Among sexually experienced adolescents, our comparison of early and later sexual debutants surprisingly identified only few statistically significant factors at bivariate level. Literacy in English language and alcohol use were significant factors among males while some levels of education, religiosity and media exposure were significant factors among females. The reasons for this finding are not clear, but one possibility is that the power of the study to detect the differences between the two groups is low. The issue deserves further study.
One of the challenges to studying sexual behaviour is the question of the validity of the data due to recall and social desirability biases. By focusing on age 15–19 years, the possibility of recall bias, which has been noted to increase with age [42
], is limited in our study. Limiting the analysis to the 15–19 age group also makes the picture more current in terms of associating timing of sexual debut and potential predictive factors. Our use of survival analysis made for adequate allowance for age censoring and avoids a common error in studies of age at first sex among adolescents [43
A major limitation of our study, however, is that it is cross-sectional, which necessarily limits causal conclusions. In addition, some of the psychosocial factors may not have actually preceded sexual initiation. To address the limitation relating to the uncertainty of the temporal relationship between the independent variables, particularly the psychosocial factors, and sexual initiation, we presented two different survival analysis models. Whereas one excluded the psychosocial and other factors that may have uncertain temporal relationship, the other incorporated all the factors of interest in the study. With the difference in the factors identified between the two models, there is a need for further study about antecedents and predictors of adolescent sexual initiation among Nigerian adolescents using longitudinal approach.

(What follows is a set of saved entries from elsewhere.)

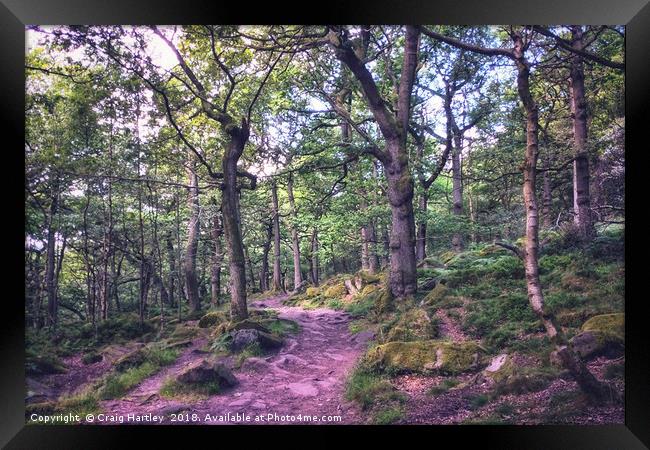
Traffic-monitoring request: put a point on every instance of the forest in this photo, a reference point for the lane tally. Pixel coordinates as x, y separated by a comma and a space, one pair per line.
337, 224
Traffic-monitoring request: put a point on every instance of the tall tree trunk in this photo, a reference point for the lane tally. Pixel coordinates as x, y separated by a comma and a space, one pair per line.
249, 263
581, 201
215, 274
50, 285
277, 273
295, 241
172, 270
547, 199
232, 221
572, 362
402, 278
394, 157
266, 248
373, 259
421, 240
191, 281
313, 261
457, 187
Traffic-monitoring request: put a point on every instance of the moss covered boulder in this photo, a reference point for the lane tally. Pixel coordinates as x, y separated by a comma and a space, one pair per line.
369, 278
435, 295
601, 335
43, 365
213, 318
337, 290
312, 292
413, 325
425, 357
383, 300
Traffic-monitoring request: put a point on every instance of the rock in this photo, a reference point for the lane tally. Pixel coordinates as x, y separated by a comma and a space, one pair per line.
175, 344
368, 289
369, 278
173, 409
412, 325
364, 336
336, 291
300, 288
248, 324
425, 356
213, 318
351, 287
497, 362
207, 371
427, 285
303, 389
435, 295
384, 301
91, 358
613, 324
601, 335
246, 337
43, 365
590, 344
132, 359
255, 364
312, 292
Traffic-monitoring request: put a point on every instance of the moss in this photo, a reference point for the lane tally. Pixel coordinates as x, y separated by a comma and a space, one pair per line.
389, 415
369, 289
43, 365
369, 278
384, 300
436, 294
312, 292
413, 325
336, 291
447, 256
424, 356
611, 324
247, 324
213, 318
91, 358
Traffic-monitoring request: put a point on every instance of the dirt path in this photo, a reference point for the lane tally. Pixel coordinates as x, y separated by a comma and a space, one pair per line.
43, 388
306, 377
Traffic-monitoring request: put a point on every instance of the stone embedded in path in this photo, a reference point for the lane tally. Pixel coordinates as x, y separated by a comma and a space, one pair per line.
335, 356
364, 337
303, 389
243, 338
206, 371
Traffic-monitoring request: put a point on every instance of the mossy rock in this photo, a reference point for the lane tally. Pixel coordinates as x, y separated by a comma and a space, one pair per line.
612, 324
312, 292
384, 300
91, 358
336, 291
447, 256
213, 318
368, 290
133, 359
43, 365
435, 295
412, 325
491, 249
425, 357
247, 324
369, 278
43, 408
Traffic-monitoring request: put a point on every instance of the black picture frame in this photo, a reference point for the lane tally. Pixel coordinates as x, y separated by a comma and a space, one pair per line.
16, 14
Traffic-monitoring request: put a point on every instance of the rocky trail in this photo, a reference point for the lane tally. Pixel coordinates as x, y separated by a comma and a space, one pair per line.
305, 377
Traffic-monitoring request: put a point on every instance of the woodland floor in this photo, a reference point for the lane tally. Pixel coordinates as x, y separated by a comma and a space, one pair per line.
308, 376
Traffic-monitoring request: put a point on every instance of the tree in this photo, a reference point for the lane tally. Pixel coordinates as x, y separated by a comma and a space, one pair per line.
394, 157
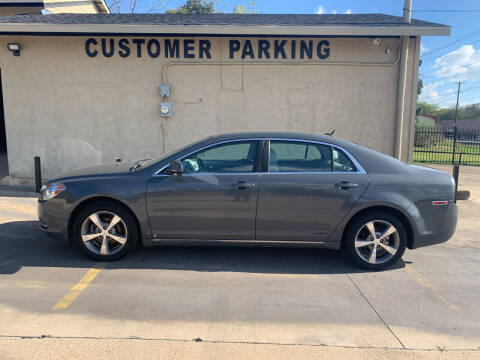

Our interest in this study is the never-married adolescents, and we recognise that this category may be substantially different from that of the married adolescent with regards to several contextual as well as sexual behavioural factors. Early marrying adolescents may, for example, be more likely to have an early premarital sexual debut and lesser education and, thus, their exclusion poses a challenge in terms of external validity of the results. The result of our study may not be generalised to all adolescents in Nigeria particularly with the fairly high rate of marriage among adolescent females and the associated geographic diversity within the national context.
Nevertheless, our findings have significant implications for adolescent sexual and reproductive interventions in Nigeria since abstinence still constitutes a primary pillar in the prevention of HIV, other sexually transmitted infections and teenage unwanted pregnancy. Among other strategies, health education and behaviour change communication programmes targeting young people in Nigeria need to consider how the issues of myths, wrong information, and poor attitude to such simple but critical interventions such as condom use impact behaviour. Additionally, the role of religiosity (though only found for females) raises the question of the potential influence of the faith community in promoting adolescent sexual health.